The federal government should deliver a budget that doesn’t rattle already shaky consumer confidence, West Australian Premier Colin Barnett says.

Mr Barnett said he’d be looking for policies and taxation that encouraged and supported consumers and small businesses in the budget to be handed down on May 8.

“The biggest part of our economy is consumer spending, and what we’re suffering from at the moment across the country is a lack of consumer confidence, so I hope there is no additional tax impost for households,” he told AAP on Friday.

The Liberal leader was bracing for a confirmation of the federal government’s carbon tax, which he estimated would push up electricity prices in WA by between eight and nine per cent.

That increase would come on top of a five per cent rise in electricity prices recently flagged by the state government as a result of the higher cost of wholesale gas and access to the pipeline network.

Higher power costs were weighing on consumer confidence, Mr Barnett said.

Both sides of WA politics said they were strongly in favour of the long-awaited National Disability Insurance Scheme (NDIS), with both Mr Barnett and Opposition Leader Mark McGowan welcoming the plan.

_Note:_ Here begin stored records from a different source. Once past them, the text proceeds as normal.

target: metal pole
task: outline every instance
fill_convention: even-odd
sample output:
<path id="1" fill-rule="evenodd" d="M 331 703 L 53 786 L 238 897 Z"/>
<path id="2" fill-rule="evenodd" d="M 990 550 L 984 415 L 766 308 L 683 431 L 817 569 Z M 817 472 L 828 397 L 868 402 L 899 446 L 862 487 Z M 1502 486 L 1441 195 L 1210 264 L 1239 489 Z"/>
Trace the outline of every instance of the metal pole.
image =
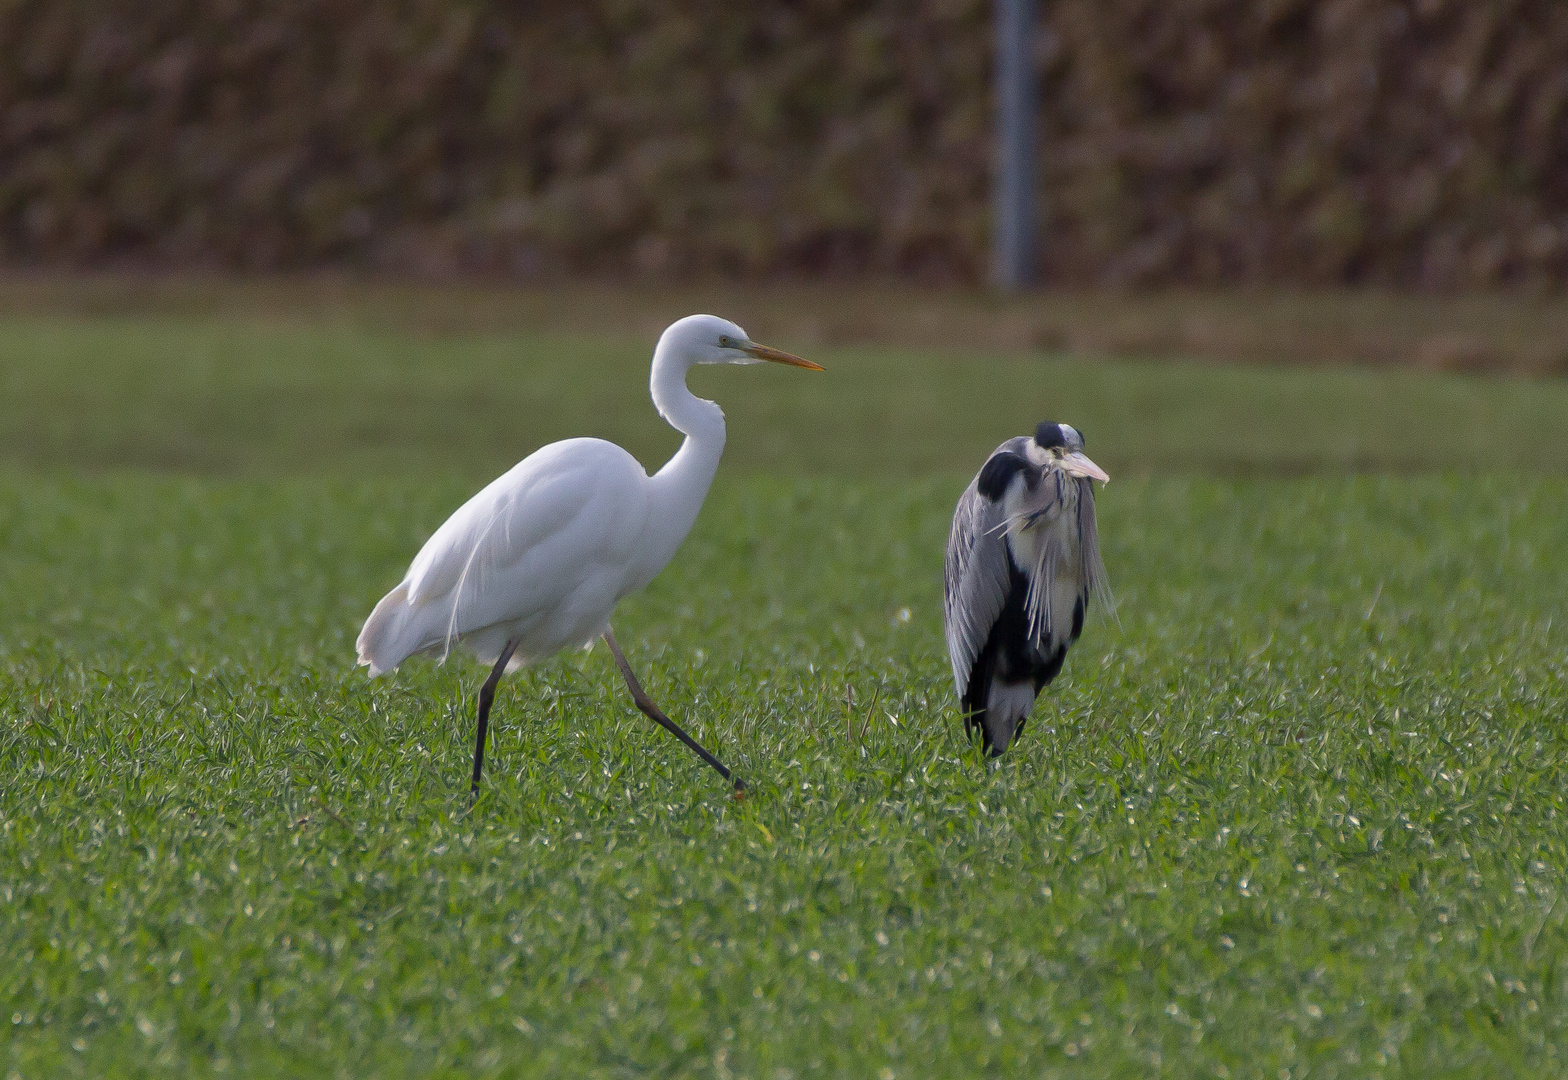
<path id="1" fill-rule="evenodd" d="M 992 276 L 1004 289 L 1034 280 L 1034 0 L 996 0 L 996 191 Z"/>

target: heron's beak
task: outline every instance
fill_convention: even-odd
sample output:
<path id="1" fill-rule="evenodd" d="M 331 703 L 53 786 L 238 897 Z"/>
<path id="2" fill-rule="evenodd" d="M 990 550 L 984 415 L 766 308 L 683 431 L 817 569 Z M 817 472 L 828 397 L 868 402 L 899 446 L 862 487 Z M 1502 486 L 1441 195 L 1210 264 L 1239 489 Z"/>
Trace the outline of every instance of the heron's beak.
<path id="1" fill-rule="evenodd" d="M 1090 480 L 1098 480 L 1102 484 L 1111 482 L 1111 478 L 1105 475 L 1104 469 L 1090 461 L 1078 450 L 1062 456 L 1062 471 L 1068 476 L 1085 476 Z"/>
<path id="2" fill-rule="evenodd" d="M 740 351 L 747 356 L 754 356 L 758 360 L 771 360 L 775 364 L 803 367 L 807 371 L 824 370 L 821 364 L 813 364 L 810 360 L 802 360 L 794 353 L 780 352 L 778 349 L 770 349 L 766 345 L 758 345 L 755 341 L 748 341 L 740 347 Z"/>

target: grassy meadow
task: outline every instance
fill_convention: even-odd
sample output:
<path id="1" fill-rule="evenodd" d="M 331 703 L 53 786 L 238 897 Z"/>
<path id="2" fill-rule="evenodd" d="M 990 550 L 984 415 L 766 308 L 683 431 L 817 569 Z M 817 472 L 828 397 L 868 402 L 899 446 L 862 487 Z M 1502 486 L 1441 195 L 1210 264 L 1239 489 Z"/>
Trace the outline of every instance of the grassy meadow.
<path id="1" fill-rule="evenodd" d="M 0 1076 L 1568 1069 L 1568 383 L 776 337 L 828 373 L 694 375 L 726 461 L 616 622 L 750 797 L 596 649 L 467 813 L 483 671 L 354 636 L 539 444 L 673 451 L 651 343 L 7 309 Z M 1046 417 L 1119 616 L 992 763 L 942 547 Z"/>

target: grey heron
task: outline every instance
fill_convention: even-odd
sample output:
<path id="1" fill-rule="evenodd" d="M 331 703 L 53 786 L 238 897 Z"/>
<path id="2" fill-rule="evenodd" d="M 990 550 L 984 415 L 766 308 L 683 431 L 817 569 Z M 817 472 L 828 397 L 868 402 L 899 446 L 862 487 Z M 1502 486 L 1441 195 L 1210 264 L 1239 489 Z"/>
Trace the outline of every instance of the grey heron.
<path id="1" fill-rule="evenodd" d="M 663 570 L 691 531 L 724 452 L 724 412 L 686 388 L 693 364 L 776 364 L 821 371 L 759 345 L 734 323 L 689 315 L 653 351 L 649 391 L 686 436 L 657 473 L 602 439 L 535 450 L 460 506 L 365 620 L 359 662 L 372 677 L 416 653 L 466 646 L 492 665 L 479 691 L 470 797 L 479 793 L 490 706 L 503 672 L 603 638 L 646 716 L 729 780 L 730 770 L 644 693 L 610 629 L 615 605 Z M 744 785 L 734 781 L 740 792 Z"/>
<path id="2" fill-rule="evenodd" d="M 1046 421 L 1008 439 L 958 500 L 943 622 L 970 737 L 1001 754 L 1062 669 L 1091 600 L 1109 605 L 1083 435 Z"/>

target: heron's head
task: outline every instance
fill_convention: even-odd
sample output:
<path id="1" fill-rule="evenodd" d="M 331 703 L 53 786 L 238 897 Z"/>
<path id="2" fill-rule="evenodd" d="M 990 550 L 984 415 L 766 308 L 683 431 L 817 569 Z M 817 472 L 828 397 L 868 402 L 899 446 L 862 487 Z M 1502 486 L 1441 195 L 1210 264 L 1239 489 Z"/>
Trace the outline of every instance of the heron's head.
<path id="1" fill-rule="evenodd" d="M 1029 444 L 1029 456 L 1044 468 L 1061 469 L 1068 476 L 1081 476 L 1110 483 L 1105 470 L 1090 461 L 1083 452 L 1083 433 L 1071 424 L 1042 421 L 1034 429 L 1034 439 Z"/>
<path id="2" fill-rule="evenodd" d="M 717 315 L 688 315 L 670 324 L 659 338 L 659 351 L 668 351 L 690 364 L 775 364 L 821 371 L 819 364 L 791 353 L 759 345 L 746 331 Z"/>

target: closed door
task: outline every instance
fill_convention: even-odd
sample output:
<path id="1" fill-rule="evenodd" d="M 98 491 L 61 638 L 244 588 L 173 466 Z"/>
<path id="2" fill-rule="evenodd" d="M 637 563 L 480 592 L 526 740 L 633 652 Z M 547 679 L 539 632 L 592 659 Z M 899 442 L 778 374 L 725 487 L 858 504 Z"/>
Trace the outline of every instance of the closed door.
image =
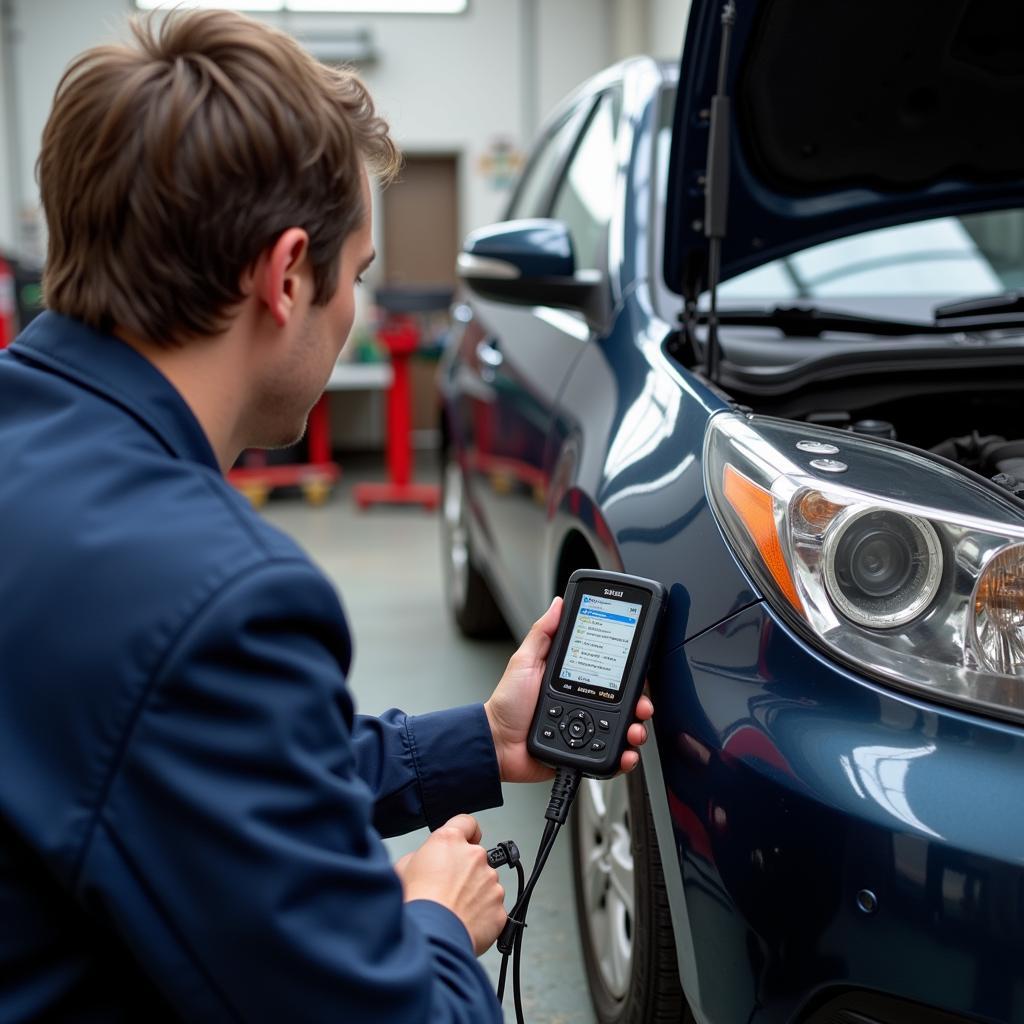
<path id="1" fill-rule="evenodd" d="M 407 155 L 384 190 L 384 279 L 388 285 L 455 285 L 459 251 L 454 156 Z"/>
<path id="2" fill-rule="evenodd" d="M 384 190 L 384 281 L 389 287 L 455 286 L 459 251 L 458 177 L 455 156 L 407 155 L 401 177 Z M 447 313 L 422 318 L 434 335 L 447 327 Z M 437 364 L 414 359 L 410 364 L 412 428 L 437 427 Z"/>

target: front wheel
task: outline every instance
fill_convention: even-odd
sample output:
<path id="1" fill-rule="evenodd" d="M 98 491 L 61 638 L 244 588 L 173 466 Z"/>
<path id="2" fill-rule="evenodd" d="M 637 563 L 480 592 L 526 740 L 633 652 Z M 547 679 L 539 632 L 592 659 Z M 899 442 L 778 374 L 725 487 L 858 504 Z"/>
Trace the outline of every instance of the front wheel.
<path id="1" fill-rule="evenodd" d="M 572 860 L 583 962 L 600 1024 L 692 1024 L 642 767 L 583 780 Z"/>

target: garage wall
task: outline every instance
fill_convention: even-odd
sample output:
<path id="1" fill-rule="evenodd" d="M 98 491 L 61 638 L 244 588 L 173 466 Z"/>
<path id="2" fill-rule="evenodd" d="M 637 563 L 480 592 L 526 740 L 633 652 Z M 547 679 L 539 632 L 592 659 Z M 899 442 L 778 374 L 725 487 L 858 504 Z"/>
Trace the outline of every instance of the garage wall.
<path id="1" fill-rule="evenodd" d="M 42 257 L 37 217 L 35 161 L 53 90 L 68 61 L 79 50 L 109 40 L 122 28 L 120 0 L 9 0 L 14 34 L 13 87 L 17 174 L 18 242 L 22 251 Z"/>
<path id="2" fill-rule="evenodd" d="M 60 75 L 79 51 L 123 36 L 132 7 L 129 0 L 7 2 L 19 37 L 22 201 L 32 207 L 38 140 Z M 300 37 L 318 29 L 369 29 L 378 59 L 361 72 L 399 143 L 410 151 L 459 154 L 464 233 L 495 220 L 507 199 L 507 190 L 481 169 L 492 146 L 508 139 L 521 149 L 544 112 L 611 61 L 610 3 L 470 0 L 458 16 L 290 15 L 276 23 Z"/>
<path id="3" fill-rule="evenodd" d="M 679 60 L 690 0 L 648 0 L 648 53 L 664 60 Z"/>
<path id="4" fill-rule="evenodd" d="M 15 198 L 11 173 L 14 168 L 14 151 L 10 143 L 12 129 L 8 125 L 10 94 L 7 78 L 10 67 L 4 49 L 7 28 L 4 0 L 0 0 L 0 249 L 13 248 L 15 242 Z"/>

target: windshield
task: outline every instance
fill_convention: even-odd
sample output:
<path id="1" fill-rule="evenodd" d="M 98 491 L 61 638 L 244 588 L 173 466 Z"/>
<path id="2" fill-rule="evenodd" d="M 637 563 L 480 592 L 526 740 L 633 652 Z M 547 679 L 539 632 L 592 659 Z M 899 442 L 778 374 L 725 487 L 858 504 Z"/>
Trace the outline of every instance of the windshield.
<path id="1" fill-rule="evenodd" d="M 675 90 L 664 90 L 656 141 L 662 183 L 668 176 L 674 103 Z M 664 187 L 658 189 L 660 226 L 665 193 Z M 663 251 L 659 248 L 657 265 Z M 723 281 L 718 301 L 721 308 L 812 302 L 931 319 L 938 302 L 1017 288 L 1024 288 L 1020 209 L 939 217 L 811 246 Z M 679 299 L 674 297 L 671 305 L 678 306 Z"/>

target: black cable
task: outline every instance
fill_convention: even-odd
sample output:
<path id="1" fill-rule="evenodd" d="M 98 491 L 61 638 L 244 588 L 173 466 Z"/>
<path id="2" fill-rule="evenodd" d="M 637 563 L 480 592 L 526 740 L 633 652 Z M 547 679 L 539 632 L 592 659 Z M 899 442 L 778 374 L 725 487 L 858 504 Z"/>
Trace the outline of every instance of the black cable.
<path id="1" fill-rule="evenodd" d="M 522 960 L 523 955 L 523 933 L 526 929 L 526 912 L 530 907 L 530 899 L 533 896 L 533 890 L 540 879 L 540 873 L 544 869 L 544 864 L 548 859 L 548 854 L 551 853 L 552 848 L 555 845 L 555 836 L 558 835 L 560 826 L 557 822 L 549 821 L 544 827 L 544 835 L 540 841 L 540 847 L 537 850 L 537 860 L 533 865 L 533 871 L 530 872 L 530 880 L 526 883 L 526 888 L 523 890 L 519 899 L 516 900 L 516 905 L 512 908 L 512 913 L 509 915 L 509 924 L 505 925 L 506 930 L 509 929 L 509 925 L 512 926 L 511 931 L 511 953 L 512 953 L 512 999 L 514 1000 L 516 1009 L 516 1024 L 524 1024 L 523 1019 L 523 996 L 522 990 L 519 986 L 519 964 Z M 502 936 L 505 937 L 504 935 Z M 499 940 L 499 948 L 500 947 Z M 505 964 L 508 963 L 509 954 L 505 953 L 502 957 Z M 501 997 L 499 996 L 499 1001 Z"/>
<path id="2" fill-rule="evenodd" d="M 501 970 L 498 972 L 498 1005 L 505 999 L 505 975 L 508 972 L 508 957 L 501 958 Z"/>
<path id="3" fill-rule="evenodd" d="M 523 992 L 519 987 L 519 961 L 523 955 L 523 931 L 516 934 L 515 948 L 512 950 L 512 1001 L 516 1008 L 516 1024 L 525 1024 L 523 1018 Z"/>
<path id="4" fill-rule="evenodd" d="M 501 972 L 498 977 L 498 1002 L 500 1003 L 505 995 L 505 978 L 508 971 L 508 959 L 512 957 L 512 998 L 515 1001 L 516 1024 L 524 1024 L 523 1000 L 519 987 L 519 967 L 523 951 L 523 931 L 526 928 L 526 912 L 530 906 L 530 898 L 533 890 L 540 880 L 540 874 L 544 870 L 548 856 L 555 845 L 555 838 L 559 829 L 569 816 L 569 808 L 576 799 L 576 791 L 579 789 L 582 773 L 578 768 L 559 768 L 555 772 L 555 780 L 551 784 L 551 798 L 548 800 L 547 810 L 544 817 L 547 819 L 544 825 L 544 833 L 537 848 L 537 859 L 534 862 L 530 878 L 525 886 L 520 886 L 519 895 L 516 897 L 515 905 L 508 915 L 508 921 L 498 938 L 498 950 L 501 953 Z M 520 872 L 522 866 L 516 865 Z"/>
<path id="5" fill-rule="evenodd" d="M 555 772 L 555 781 L 551 783 L 551 799 L 548 800 L 548 809 L 544 812 L 544 817 L 548 821 L 558 825 L 565 824 L 582 778 L 583 773 L 579 768 L 563 767 Z"/>
<path id="6" fill-rule="evenodd" d="M 518 884 L 516 886 L 516 903 L 523 898 L 523 889 L 526 885 L 526 872 L 523 871 L 523 865 L 516 861 L 515 864 L 516 874 L 518 876 Z M 506 954 L 501 958 L 501 971 L 498 974 L 498 1002 L 505 998 L 505 974 L 508 971 L 508 955 Z M 517 986 L 518 987 L 518 986 Z"/>

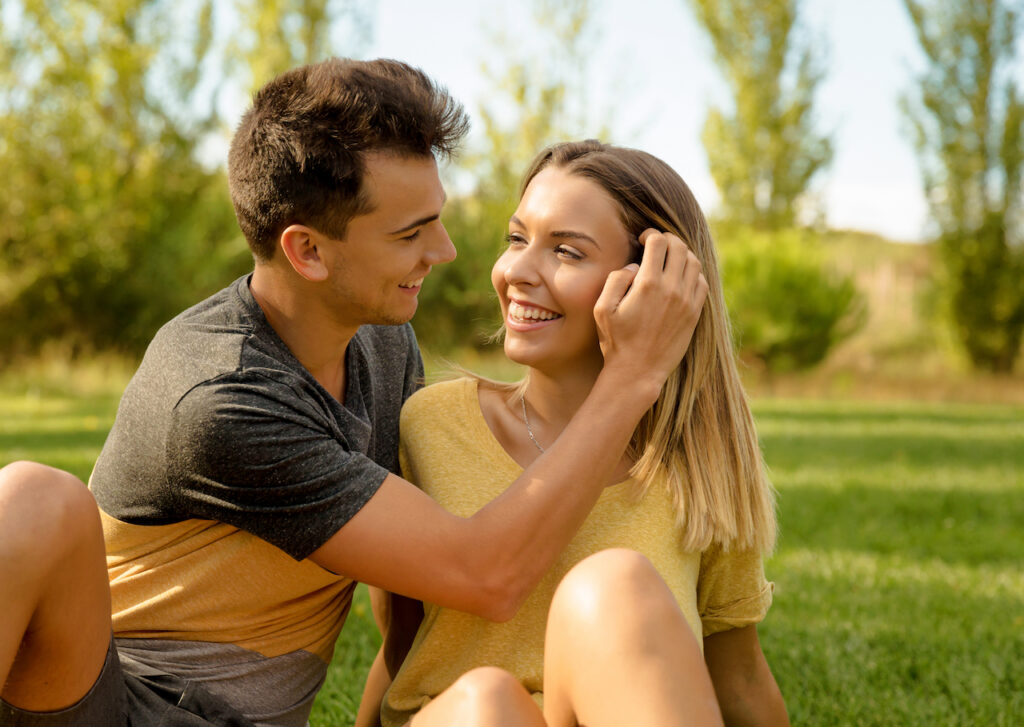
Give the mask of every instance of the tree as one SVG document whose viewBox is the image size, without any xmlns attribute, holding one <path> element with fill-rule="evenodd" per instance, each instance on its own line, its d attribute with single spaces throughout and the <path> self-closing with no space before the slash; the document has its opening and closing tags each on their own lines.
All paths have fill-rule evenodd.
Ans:
<svg viewBox="0 0 1024 727">
<path fill-rule="evenodd" d="M 926 59 L 904 111 L 938 227 L 942 298 L 972 364 L 1009 372 L 1024 330 L 1020 16 L 1001 0 L 904 5 Z"/>
<path fill-rule="evenodd" d="M 172 47 L 167 3 L 24 0 L 0 43 L 0 347 L 137 350 L 237 237 L 186 119 L 212 4 Z M 161 53 L 160 49 L 167 52 Z M 217 273 L 222 273 L 218 269 Z M 188 296 L 188 297 L 186 297 Z"/>
<path fill-rule="evenodd" d="M 814 237 L 807 230 L 733 230 L 721 246 L 737 347 L 769 373 L 817 365 L 866 318 L 853 279 L 829 269 Z"/>
<path fill-rule="evenodd" d="M 721 215 L 759 229 L 789 227 L 811 179 L 832 159 L 830 138 L 813 128 L 823 72 L 799 36 L 799 0 L 690 2 L 732 92 L 732 113 L 712 108 L 703 132 Z"/>
<path fill-rule="evenodd" d="M 358 55 L 373 36 L 371 0 L 234 0 L 238 32 L 228 46 L 235 79 L 256 90 L 289 68 L 335 53 L 347 29 L 347 55 Z M 244 81 L 243 81 L 244 82 Z"/>
<path fill-rule="evenodd" d="M 259 72 L 271 73 L 326 55 L 331 20 L 356 5 L 236 2 L 226 15 L 214 0 L 5 4 L 3 363 L 54 339 L 138 352 L 164 321 L 251 269 L 223 169 L 200 159 L 223 130 L 216 95 L 266 80 L 242 75 L 246 58 L 263 54 Z M 219 18 L 236 38 L 282 31 L 259 48 L 219 42 Z"/>
<path fill-rule="evenodd" d="M 491 33 L 498 63 L 483 64 L 487 101 L 479 108 L 480 141 L 463 155 L 459 172 L 475 180 L 453 195 L 444 223 L 458 260 L 437 268 L 420 293 L 414 324 L 427 348 L 484 348 L 501 325 L 490 283 L 526 165 L 546 145 L 604 136 L 607 123 L 588 117 L 585 70 L 593 43 L 594 0 L 534 0 L 531 45 Z M 570 93 L 571 89 L 571 93 Z M 456 180 L 457 181 L 457 180 Z"/>
</svg>

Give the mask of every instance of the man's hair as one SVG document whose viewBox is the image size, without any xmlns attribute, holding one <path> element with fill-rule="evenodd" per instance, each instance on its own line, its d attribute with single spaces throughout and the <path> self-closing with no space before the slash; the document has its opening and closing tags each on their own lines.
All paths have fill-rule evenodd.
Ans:
<svg viewBox="0 0 1024 727">
<path fill-rule="evenodd" d="M 332 238 L 373 208 L 367 152 L 449 157 L 469 128 L 462 105 L 417 68 L 332 58 L 261 88 L 228 154 L 231 202 L 257 261 L 290 224 Z"/>
</svg>

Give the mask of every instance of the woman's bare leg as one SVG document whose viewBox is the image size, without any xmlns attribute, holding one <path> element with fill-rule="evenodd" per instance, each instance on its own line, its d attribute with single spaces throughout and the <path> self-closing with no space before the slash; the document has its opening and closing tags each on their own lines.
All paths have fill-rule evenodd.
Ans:
<svg viewBox="0 0 1024 727">
<path fill-rule="evenodd" d="M 569 571 L 545 642 L 549 727 L 722 724 L 697 639 L 639 553 L 605 550 Z"/>
<path fill-rule="evenodd" d="M 506 671 L 480 667 L 466 672 L 423 708 L 411 727 L 544 727 L 529 692 Z"/>
<path fill-rule="evenodd" d="M 96 501 L 66 472 L 0 469 L 0 695 L 51 711 L 81 699 L 110 643 L 110 587 Z"/>
</svg>

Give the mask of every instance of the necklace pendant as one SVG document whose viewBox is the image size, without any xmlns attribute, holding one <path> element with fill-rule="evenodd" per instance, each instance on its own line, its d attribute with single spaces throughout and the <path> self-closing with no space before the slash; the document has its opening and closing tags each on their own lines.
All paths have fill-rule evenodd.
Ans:
<svg viewBox="0 0 1024 727">
<path fill-rule="evenodd" d="M 533 436 L 533 427 L 530 426 L 530 415 L 526 413 L 526 394 L 523 394 L 522 398 L 519 399 L 519 402 L 523 405 L 523 421 L 526 423 L 526 433 L 530 436 L 530 441 L 533 442 L 533 446 L 543 454 L 544 448 L 540 446 L 540 442 L 538 442 L 537 438 Z"/>
</svg>

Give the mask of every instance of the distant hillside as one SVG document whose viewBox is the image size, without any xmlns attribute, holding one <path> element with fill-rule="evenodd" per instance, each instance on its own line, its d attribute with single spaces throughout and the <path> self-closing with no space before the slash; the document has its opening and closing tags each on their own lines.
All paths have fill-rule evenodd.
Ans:
<svg viewBox="0 0 1024 727">
<path fill-rule="evenodd" d="M 835 351 L 833 365 L 862 371 L 948 365 L 930 303 L 936 264 L 930 245 L 854 230 L 830 230 L 823 244 L 836 270 L 854 277 L 868 306 L 864 327 Z"/>
</svg>

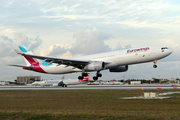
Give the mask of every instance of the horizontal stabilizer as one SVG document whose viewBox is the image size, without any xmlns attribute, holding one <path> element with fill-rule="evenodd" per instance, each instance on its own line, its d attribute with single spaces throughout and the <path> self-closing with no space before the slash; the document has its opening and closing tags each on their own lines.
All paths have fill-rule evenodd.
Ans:
<svg viewBox="0 0 180 120">
<path fill-rule="evenodd" d="M 27 68 L 27 69 L 33 69 L 33 66 L 26 66 L 26 65 L 8 65 L 8 66 L 23 67 L 23 68 Z"/>
</svg>

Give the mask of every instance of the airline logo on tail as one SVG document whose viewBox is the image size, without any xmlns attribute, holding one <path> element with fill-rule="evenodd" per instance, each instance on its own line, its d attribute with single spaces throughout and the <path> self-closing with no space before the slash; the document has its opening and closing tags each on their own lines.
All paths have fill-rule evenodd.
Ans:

Prime Minister Julia Gillard on Monday said funding would be set aside in the budget to launch the NDIS but wouldn’t say how much.

The scheme, effective from mid-2013, will cover many of the costs of people born with disabilities or who become incapacitated later in life.

Mr McGowan said the launch of the NDIS would be an historic achievement.

He also said he hoped the federal government would allocate infrastructure funding, drawn from the Minerals Resource Rent Tax, according to the state’s level of contribution to the tax.

Mr McGowan said he had urged Ms Gillard and Treasurer Wayne Swan to do so.

“We’d therefore get 50 or 60 per cent of it,” Mr McGowan told AAP. “That would be a massive win for WA.”

The commonwealth had spent more on infrastructure in the state than any other government but had not “sold it” well, he said.

“It (the funding) needs to continue,” Mr McGowan said.